There’s nothing unusual about a kid who borrows a book for too long. But in this case, too long was 48 years.
Even more unusual was that the now-grown man’s friend wanted to rectify the situation.
“Obviously, it was almost 50 years ago and has been lost to time, but I was wanting to pay the late fee or replacement cost for the book as a joke and giving him a confirmation receipt for Christmas,” read the message.
The note came from Kenny Newell, who lives and works in the Dallas area. Newell outed the thief as his boss, Tony Goodman, CEO and president of PeopleFun, one of the world’s biggest developers of mobile word games, including the popular Wordscapes. Goodman has formed studios that are responsible for some of the most noteworthy games of all time, including the Age of Empires franchise.
Goodman spent just one of his wonder years living in Corte Madera and attended Neil Cummins Elementary School. The book he checked out in the summer of 1972 was Look Out For Pirates!, by Iris Vinton. “I really liked the book,” Goodman said. “It’s a great read for kids.”
On Friday, Dec. 11, Newell presented a note to Goodman at their workplace with a receipt for $58 paid to MCFL. That accounted for a $48 late fee – a dollar for each year overdue, playfully agreed to by MCFL – and the estimated $10 cost of replacing the book in 1972 dollars.
“During a year when smiles are in short supply and tension has been high for many, it was fun to stop and do something silly,” Newell said. “Hopefully, it won’t count against me on my next employee quarterly review.”
MCFL did away with fines on children’s materials in 2015 and followed by eliminating fines on adult materials in July 2019.
“What a wonderful surprise to find Mr.
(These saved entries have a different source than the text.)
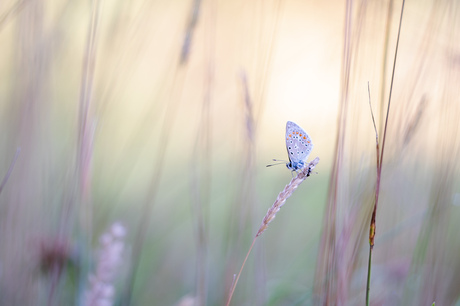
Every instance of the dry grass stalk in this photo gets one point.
(280, 200)
(285, 194)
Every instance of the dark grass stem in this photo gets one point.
(271, 213)
(372, 228)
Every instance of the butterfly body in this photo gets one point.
(298, 145)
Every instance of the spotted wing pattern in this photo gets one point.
(298, 145)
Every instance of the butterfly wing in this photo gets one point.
(298, 145)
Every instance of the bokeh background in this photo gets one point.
(135, 135)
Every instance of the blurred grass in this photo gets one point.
(146, 99)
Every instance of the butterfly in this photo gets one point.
(298, 145)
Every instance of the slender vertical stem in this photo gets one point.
(368, 276)
(379, 164)
(239, 273)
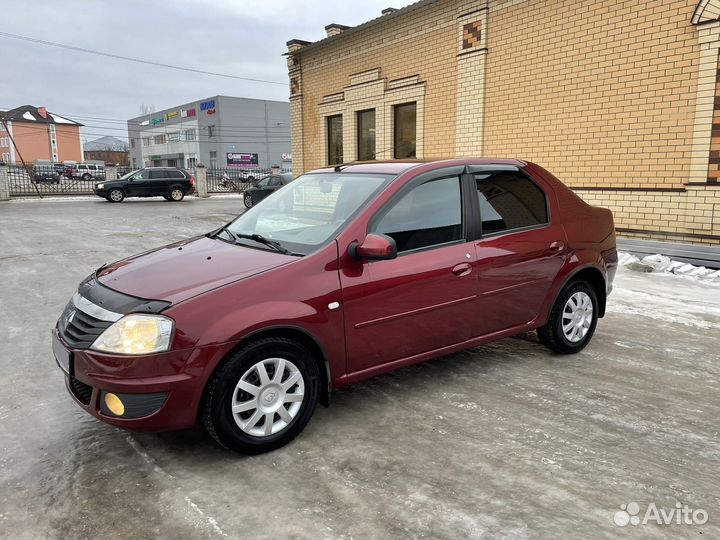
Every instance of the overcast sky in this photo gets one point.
(237, 37)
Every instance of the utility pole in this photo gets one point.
(17, 151)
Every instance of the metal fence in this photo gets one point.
(46, 180)
(233, 179)
(54, 179)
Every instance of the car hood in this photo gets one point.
(185, 269)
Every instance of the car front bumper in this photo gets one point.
(159, 392)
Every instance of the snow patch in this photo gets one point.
(209, 519)
(60, 119)
(661, 264)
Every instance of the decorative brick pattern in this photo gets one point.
(294, 86)
(472, 34)
(714, 160)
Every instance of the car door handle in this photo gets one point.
(462, 269)
(557, 247)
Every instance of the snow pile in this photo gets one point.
(665, 265)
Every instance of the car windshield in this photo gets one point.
(309, 211)
(128, 175)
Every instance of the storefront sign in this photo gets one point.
(235, 159)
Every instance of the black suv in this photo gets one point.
(168, 182)
(264, 187)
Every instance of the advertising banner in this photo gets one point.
(237, 159)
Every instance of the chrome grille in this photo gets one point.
(78, 328)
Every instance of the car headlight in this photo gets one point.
(136, 334)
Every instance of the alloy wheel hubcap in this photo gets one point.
(268, 397)
(577, 317)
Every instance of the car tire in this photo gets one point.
(572, 320)
(116, 195)
(251, 413)
(176, 194)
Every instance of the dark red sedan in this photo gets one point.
(343, 274)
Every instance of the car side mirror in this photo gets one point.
(375, 247)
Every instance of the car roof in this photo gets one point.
(400, 166)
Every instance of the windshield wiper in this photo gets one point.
(259, 238)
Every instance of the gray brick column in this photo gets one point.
(4, 183)
(201, 180)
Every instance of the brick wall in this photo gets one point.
(423, 45)
(620, 99)
(600, 93)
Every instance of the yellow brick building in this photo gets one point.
(619, 98)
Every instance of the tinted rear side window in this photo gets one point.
(508, 201)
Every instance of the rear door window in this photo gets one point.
(509, 201)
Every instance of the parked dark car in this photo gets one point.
(170, 183)
(264, 187)
(347, 273)
(44, 174)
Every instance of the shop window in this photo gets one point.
(405, 130)
(334, 135)
(366, 135)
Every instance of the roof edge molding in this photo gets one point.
(706, 11)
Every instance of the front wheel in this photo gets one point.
(116, 195)
(572, 320)
(263, 396)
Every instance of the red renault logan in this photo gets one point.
(343, 274)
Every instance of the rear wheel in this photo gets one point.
(263, 397)
(572, 320)
(176, 195)
(116, 195)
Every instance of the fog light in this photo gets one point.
(115, 404)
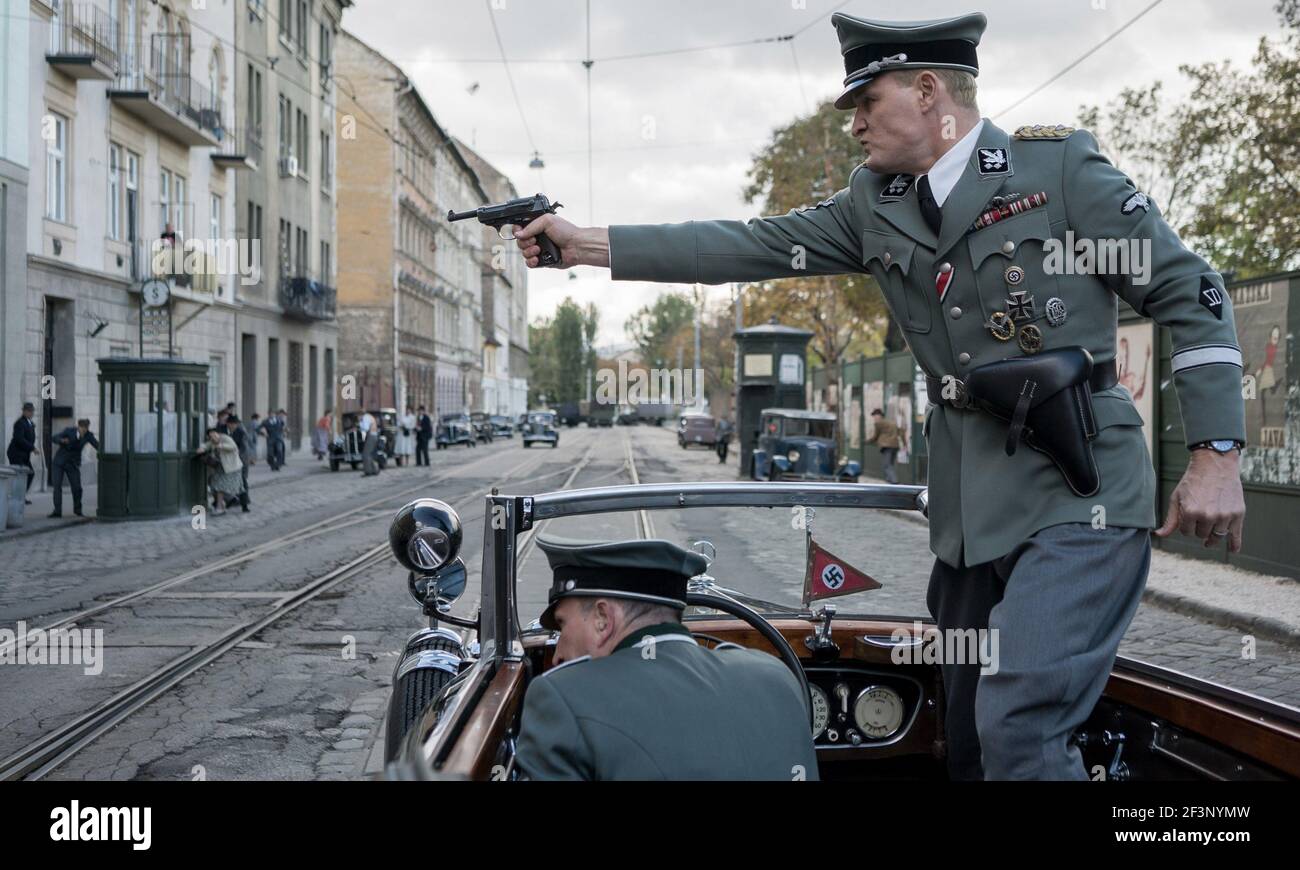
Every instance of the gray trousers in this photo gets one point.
(1060, 604)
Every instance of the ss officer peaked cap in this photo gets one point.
(645, 570)
(874, 47)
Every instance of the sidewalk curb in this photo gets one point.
(1266, 627)
(25, 531)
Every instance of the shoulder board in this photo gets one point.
(560, 667)
(1044, 131)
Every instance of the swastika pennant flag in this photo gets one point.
(828, 575)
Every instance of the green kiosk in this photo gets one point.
(152, 414)
(772, 372)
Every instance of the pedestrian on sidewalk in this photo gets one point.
(723, 438)
(68, 463)
(251, 425)
(424, 435)
(320, 437)
(404, 448)
(221, 455)
(885, 436)
(22, 444)
(246, 455)
(369, 441)
(274, 429)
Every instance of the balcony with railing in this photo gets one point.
(304, 298)
(83, 42)
(161, 92)
(239, 148)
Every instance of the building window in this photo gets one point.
(302, 142)
(326, 164)
(56, 171)
(215, 216)
(115, 191)
(165, 200)
(286, 131)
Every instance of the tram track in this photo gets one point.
(326, 526)
(56, 747)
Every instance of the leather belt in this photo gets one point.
(1104, 376)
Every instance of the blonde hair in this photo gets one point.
(960, 83)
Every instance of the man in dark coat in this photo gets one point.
(247, 454)
(423, 436)
(68, 463)
(24, 441)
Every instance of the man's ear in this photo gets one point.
(927, 89)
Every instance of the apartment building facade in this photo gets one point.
(286, 200)
(505, 303)
(410, 282)
(126, 108)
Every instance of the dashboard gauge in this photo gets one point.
(878, 711)
(820, 709)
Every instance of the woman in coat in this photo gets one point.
(221, 455)
(321, 436)
(404, 448)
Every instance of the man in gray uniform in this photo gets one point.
(632, 696)
(967, 229)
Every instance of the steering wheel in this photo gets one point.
(754, 620)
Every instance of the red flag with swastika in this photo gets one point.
(828, 575)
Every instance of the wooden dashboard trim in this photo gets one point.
(475, 748)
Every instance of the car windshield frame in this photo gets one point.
(505, 544)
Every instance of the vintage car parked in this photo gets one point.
(347, 445)
(482, 427)
(698, 429)
(875, 695)
(454, 428)
(541, 428)
(798, 445)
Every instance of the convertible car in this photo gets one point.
(875, 695)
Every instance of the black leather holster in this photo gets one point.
(1047, 401)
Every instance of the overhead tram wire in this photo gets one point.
(1079, 59)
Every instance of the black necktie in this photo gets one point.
(928, 207)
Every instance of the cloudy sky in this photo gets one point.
(672, 134)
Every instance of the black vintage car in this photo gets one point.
(541, 428)
(484, 431)
(875, 693)
(798, 445)
(454, 428)
(347, 445)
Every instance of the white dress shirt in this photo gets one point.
(948, 169)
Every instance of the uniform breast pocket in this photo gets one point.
(1010, 265)
(891, 260)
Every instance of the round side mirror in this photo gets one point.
(445, 587)
(425, 535)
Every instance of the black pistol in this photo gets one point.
(520, 212)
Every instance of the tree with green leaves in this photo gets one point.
(807, 161)
(1225, 165)
(562, 354)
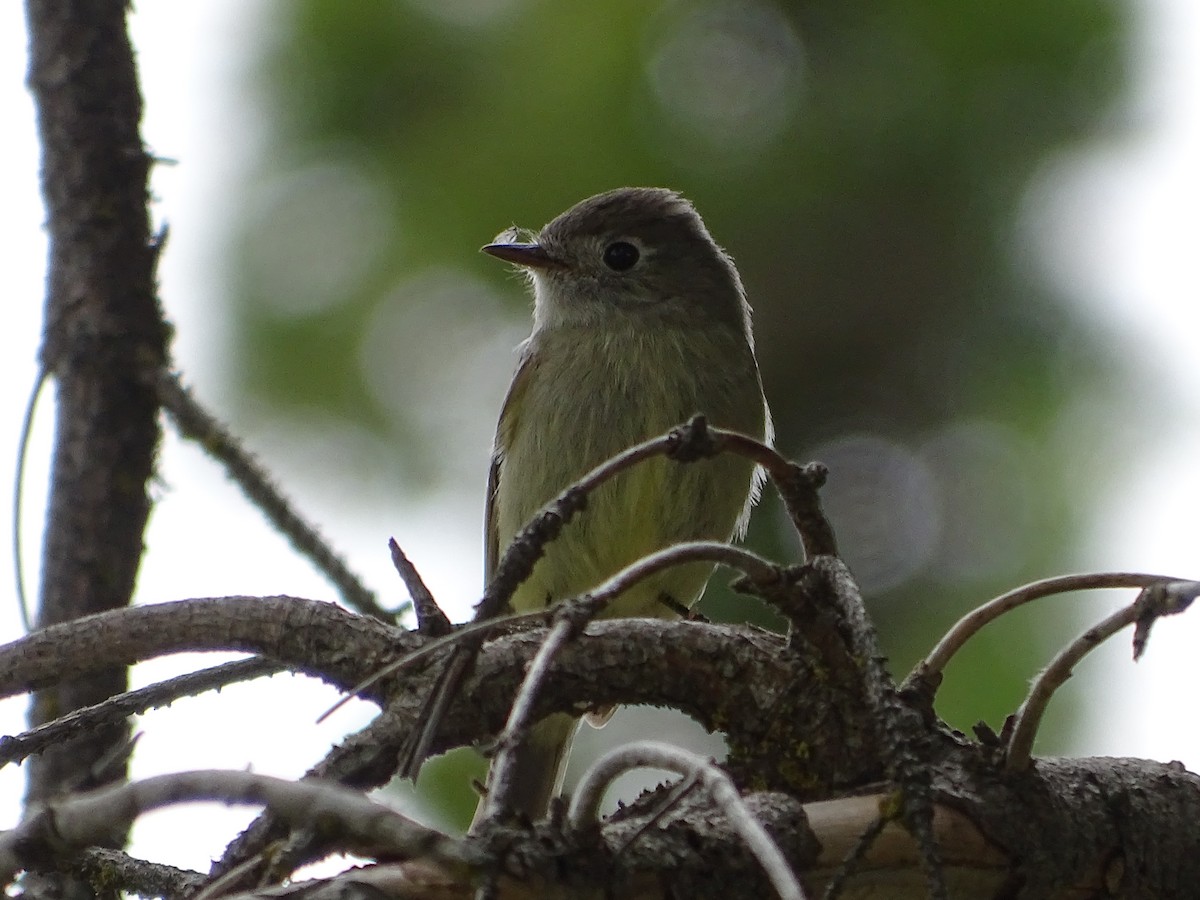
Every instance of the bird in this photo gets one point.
(640, 322)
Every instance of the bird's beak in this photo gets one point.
(532, 256)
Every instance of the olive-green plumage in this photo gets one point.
(640, 323)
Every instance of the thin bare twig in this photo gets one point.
(430, 618)
(79, 721)
(18, 483)
(928, 672)
(1156, 600)
(570, 618)
(685, 443)
(196, 423)
(586, 804)
(360, 823)
(137, 877)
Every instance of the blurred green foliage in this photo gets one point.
(865, 165)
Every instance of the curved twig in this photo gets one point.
(360, 823)
(18, 492)
(196, 423)
(570, 618)
(78, 721)
(1156, 600)
(927, 673)
(586, 803)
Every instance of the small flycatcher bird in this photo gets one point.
(640, 323)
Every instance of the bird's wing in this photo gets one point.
(509, 421)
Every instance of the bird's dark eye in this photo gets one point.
(621, 256)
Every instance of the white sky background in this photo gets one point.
(1119, 225)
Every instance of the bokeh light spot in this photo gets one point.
(727, 72)
(318, 234)
(883, 503)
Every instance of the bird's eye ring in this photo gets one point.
(621, 256)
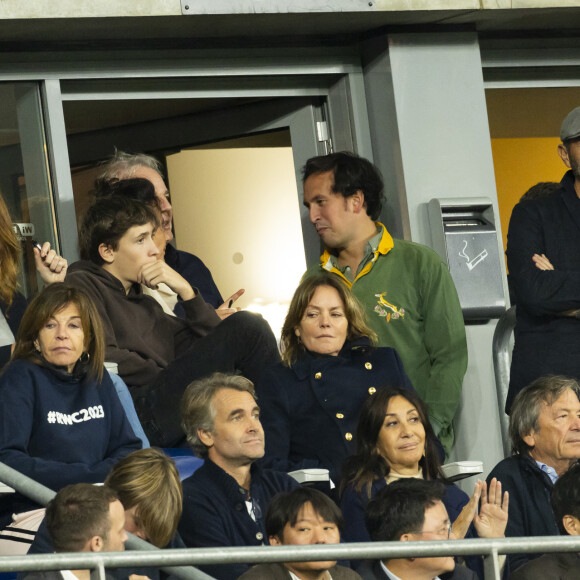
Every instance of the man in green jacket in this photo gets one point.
(407, 291)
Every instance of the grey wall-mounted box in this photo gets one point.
(464, 235)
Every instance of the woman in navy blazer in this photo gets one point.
(311, 401)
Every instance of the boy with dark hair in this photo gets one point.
(303, 516)
(158, 355)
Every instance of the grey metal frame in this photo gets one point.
(332, 73)
(502, 347)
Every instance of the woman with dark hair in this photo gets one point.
(395, 441)
(310, 402)
(62, 421)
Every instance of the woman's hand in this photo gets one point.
(493, 512)
(226, 309)
(464, 519)
(492, 518)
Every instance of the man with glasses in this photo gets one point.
(412, 510)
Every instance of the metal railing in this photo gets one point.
(173, 561)
(42, 495)
(501, 351)
(491, 549)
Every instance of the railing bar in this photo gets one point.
(98, 573)
(222, 555)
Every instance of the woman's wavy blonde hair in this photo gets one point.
(292, 347)
(148, 481)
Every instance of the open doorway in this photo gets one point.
(236, 200)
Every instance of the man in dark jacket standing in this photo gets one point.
(543, 257)
(545, 434)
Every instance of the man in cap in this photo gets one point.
(543, 256)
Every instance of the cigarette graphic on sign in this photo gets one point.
(475, 261)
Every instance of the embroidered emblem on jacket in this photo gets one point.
(386, 309)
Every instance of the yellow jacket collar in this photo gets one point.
(385, 246)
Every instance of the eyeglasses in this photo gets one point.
(444, 532)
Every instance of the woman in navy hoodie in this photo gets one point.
(61, 420)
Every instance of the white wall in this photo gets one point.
(237, 209)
Newell’s note in our inbox during these vexing times,” said Hartwell-Mandella, the branch manager in Corte Madera. “His is a classic example … fear of fines becomes a barrier to service. Often children’s cards are blocked, meaning they won’t have library access. No one benefits from blocking a child’s card.”
Just for fun, MCFL decided to calculate how much the late fee would’ve been back in the day. Ten cents per day at 17,865 days is 178,650 cents, or $1,786.50. “Although,” Hartwell-Mandella said, “we would’ve capped the final at the original cost of the book, which was probably no more than $5 or $10 back in 1971.
MCFL Director Sara Jones said she would like to see the incident go viral and that others offer to match or one-up Newell’s gesture.
“In a way, we hope hundreds of people find overdue books, become overcome with guilt, and get inspired to make peace with their local libraries,” Jones said. “It’s critical right now to support reading and education at a time when stay-at-home orders are keeping people inside and curled up with books. And it’s also good for karma.”
During a sheltering order, supporting libraries is also more important than ever. The MCFL website has more information about how to make a donation and support in other ways.